STEIGENDE GELDSTRAFEN UND VERLANGSAMTES WACHSTUM
Tang räumte im zweiten Quartal "erhöhte Herausforderungen" ein und verwies auf die US-Zölle und den "verstärkten politischen und regulatorischen Gegenwind" in Europa. Der Brief, über den bisher nicht berichtet wurde, wurde am 25. August verschickt, so eine zweite Insider.
"Im zweiten Quartal wuchsen wir fest im Einklang mit unserem globalen Expansionsplan und unseren Finanzprognosen", schrieb Tang.
Die Abschaffung der Zollbefreiung für Online-Bestellungen mit geringem Bewertung hat den Umsatz von Shein in den USA - dem größten Markt des Unternehmens - beeinträchtigt und das Unternehmen gezwungen, die Preise zu erhöhen (link), um die höheren Kosten auszugleichen.
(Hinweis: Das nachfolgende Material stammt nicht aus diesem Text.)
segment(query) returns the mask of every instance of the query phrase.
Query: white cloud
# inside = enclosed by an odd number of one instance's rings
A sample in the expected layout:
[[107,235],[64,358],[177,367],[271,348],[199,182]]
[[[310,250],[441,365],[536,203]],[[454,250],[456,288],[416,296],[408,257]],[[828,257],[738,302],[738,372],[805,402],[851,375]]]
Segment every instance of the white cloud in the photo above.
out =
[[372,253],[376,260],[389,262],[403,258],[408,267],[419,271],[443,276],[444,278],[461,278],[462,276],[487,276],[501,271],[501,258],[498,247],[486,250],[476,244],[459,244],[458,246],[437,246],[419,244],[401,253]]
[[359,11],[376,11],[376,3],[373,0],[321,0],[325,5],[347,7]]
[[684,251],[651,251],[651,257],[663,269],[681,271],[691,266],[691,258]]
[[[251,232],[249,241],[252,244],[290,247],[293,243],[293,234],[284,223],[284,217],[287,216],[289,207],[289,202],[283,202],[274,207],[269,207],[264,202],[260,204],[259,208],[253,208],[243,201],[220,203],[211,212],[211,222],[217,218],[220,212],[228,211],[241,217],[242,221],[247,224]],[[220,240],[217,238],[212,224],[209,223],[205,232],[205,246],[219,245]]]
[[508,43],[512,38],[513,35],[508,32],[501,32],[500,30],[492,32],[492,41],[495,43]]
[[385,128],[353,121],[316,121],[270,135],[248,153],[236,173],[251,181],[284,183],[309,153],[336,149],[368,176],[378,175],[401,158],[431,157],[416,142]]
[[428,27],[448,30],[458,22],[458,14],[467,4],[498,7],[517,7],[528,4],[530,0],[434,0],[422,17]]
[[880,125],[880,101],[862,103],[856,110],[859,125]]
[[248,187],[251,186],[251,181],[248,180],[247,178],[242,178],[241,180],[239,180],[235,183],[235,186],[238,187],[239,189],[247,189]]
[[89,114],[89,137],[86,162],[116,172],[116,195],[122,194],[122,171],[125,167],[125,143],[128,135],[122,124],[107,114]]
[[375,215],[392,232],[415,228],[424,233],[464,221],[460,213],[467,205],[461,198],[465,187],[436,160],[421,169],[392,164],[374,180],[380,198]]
Coresight Research schätzt, dass der Umsatz von Shein in den USA im Jahr 2025 um 20,1 Prozent auf 17,2 Milliarden USD steigen wird, während das Wachstum im Jahr 2024 noch bei 50 Prozent lag. Shein hat einen größeren Teil seiner Marketingausgaben nach Europa verlagert (einschließlich des Vereinigten Königreichs), dessen Umsatz in diesem Jahr voraussichtlich erstmals die USA Übertroffen und um 30,7 Prozent auf 17,9 Milliarden USD steigen wird.
WACHSENDE KRITIK AN DEN GESCHÄFTSPRAKTIKEN VON SHEIN
Europa, insbesondere Frankreich (link), ist zum Epizentrum der Kritik an den Geschäftspraktiken von Shein geworden.
Eine Untersuchung einer französischen Agentur der Organisation für wirtschaftliche Zusammenarbeit und Entwicklung (OECD), die durch eine Beschwerde zweier französischer Gesetzgeber ausgelöst wurde, ergab letzte Woche, dass Shein die OECD-Leitlinien für verantwortungsbewusstes Geschäftsverhalten, Sorgfaltspflicht, Arbeitsrechte, Umweltstandards und Transparenz nicht einhält.
"Informationen über die Tätigkeit der Gruppe, ihre Finanzen und ihre Führung sind nach wie vor äußerst rar, was eine klare Analyse ihrer Geschäftstätigkeit, ihrer Einnahmen und ihrer Struktur in der Europäischen Union und weltweit erschwert", heißt es in dem am 29. September veröffentlichten Abschlussbericht.
Ein Sprecher von Shein sagte, dass die Untersuchung "manchmal nicht die neutrale Vermittlung widerspiegelt, die durch den OECD-Rahmen beabsichtigt ist" und wies Behauptungen zurück, dass Shein gegen verschiedene EU-Gesetze verstößt, "insbesondere gegen solche, die noch nicht anwendbar sind".